Critical Digital Pedagogy
Title | Critical Digital Pedagogy PDF eBook |
Author | Jesse Stommel |
Publisher | |
Pages | 336 |
Release | 2020-07-17 |
Genre | Education |
ISBN | 9780578725918 |
The work of teachers is not just to teach. We are also responsible for the basic needs of students. Helping students eat and live, and also helping them find the tools they need to reflect on the present moment. This is exactly in keeping with Paulo Freire's insistence that critical pedagogy be focused on helping students read their world; but more and more, we must together reckon with that world. Teaching must be an act of imagination, hope, and possibility. Education must be a practice done with hearts as much as heads, with hands as much as books. Care has to be at the center of this work.For the past ten years, Hybrid Pedagogy has worked to help craft a theory of teaching and learning in and around digital spaces, not by imagining what that work might look like, but by doing, asking after, changing, and doing again.
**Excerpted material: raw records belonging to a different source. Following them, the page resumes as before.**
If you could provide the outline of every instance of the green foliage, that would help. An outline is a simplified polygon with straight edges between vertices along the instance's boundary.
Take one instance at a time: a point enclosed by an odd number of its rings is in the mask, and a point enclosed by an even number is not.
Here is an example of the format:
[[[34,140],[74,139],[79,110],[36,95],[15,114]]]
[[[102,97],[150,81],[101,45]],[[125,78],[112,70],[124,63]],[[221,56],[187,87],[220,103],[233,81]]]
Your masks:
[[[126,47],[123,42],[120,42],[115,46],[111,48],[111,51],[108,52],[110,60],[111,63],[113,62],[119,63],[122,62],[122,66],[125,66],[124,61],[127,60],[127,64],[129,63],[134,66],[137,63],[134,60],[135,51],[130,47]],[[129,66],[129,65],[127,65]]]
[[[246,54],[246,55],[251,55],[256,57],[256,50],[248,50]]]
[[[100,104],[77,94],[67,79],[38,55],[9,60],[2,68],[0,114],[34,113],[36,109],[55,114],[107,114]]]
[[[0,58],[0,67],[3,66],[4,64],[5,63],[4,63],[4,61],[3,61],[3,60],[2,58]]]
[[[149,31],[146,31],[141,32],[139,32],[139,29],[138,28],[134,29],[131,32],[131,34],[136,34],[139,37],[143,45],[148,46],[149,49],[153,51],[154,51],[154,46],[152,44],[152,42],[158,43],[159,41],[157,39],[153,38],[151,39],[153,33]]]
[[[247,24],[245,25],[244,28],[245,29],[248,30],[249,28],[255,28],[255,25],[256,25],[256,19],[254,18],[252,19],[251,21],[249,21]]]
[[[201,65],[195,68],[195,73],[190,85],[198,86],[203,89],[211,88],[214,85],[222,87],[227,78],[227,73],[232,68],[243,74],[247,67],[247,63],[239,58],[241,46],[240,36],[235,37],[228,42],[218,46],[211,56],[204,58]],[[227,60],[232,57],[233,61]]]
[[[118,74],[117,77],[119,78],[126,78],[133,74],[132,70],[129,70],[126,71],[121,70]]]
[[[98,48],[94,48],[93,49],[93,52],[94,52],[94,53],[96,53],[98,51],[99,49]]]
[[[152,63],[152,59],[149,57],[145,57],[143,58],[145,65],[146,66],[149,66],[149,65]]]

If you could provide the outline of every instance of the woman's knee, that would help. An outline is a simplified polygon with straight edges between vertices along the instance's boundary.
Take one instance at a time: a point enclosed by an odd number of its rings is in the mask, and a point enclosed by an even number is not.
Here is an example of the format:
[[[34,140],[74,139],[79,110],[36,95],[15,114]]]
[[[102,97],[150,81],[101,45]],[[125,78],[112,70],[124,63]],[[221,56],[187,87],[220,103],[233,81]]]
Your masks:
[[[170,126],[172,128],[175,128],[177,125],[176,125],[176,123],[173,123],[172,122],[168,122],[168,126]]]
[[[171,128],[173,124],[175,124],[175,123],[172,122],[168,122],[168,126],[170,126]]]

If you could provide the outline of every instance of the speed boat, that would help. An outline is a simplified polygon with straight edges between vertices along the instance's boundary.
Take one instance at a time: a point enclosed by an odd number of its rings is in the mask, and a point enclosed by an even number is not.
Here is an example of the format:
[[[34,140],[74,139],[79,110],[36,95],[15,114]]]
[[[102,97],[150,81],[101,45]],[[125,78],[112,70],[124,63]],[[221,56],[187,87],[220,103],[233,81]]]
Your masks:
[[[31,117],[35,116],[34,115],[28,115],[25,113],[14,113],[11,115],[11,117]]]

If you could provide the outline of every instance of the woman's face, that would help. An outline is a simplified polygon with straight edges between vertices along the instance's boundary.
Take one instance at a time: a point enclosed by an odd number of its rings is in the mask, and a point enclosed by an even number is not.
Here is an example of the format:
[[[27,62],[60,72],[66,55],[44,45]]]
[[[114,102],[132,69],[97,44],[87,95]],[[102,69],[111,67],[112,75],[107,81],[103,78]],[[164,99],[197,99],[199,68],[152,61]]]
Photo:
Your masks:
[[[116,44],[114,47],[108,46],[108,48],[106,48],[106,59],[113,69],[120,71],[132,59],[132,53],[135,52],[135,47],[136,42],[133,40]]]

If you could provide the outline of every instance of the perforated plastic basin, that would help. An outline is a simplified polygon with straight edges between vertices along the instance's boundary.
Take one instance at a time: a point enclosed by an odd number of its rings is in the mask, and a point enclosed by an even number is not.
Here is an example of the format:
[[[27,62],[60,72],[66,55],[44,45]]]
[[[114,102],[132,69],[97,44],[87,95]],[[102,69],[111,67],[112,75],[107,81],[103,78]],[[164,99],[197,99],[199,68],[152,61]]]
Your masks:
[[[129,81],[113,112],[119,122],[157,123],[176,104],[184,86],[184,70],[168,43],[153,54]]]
Since 2011, Hybrid Pedagogy has published over 400 articles from more than 200 authors focused in and around the emerging field of critical digital pedagogy. A selection of those articles are gathered here. This is the first peer-reviewed publication centered on the theory and practice of critical digital pedagogy. The collection represents a wide cross-section of both academic and non-academic culture and features articles by women, Black people, indigenous people, Chicanx and Latinx writers, disabled people, queer people, and other underrepresented populations. The goal is to provide evidence for the extraordinary work being done by teachers, librarians, instructional designers, graduate students, technologists, and more - work which advances the study and the praxis of critical digital pedagogy.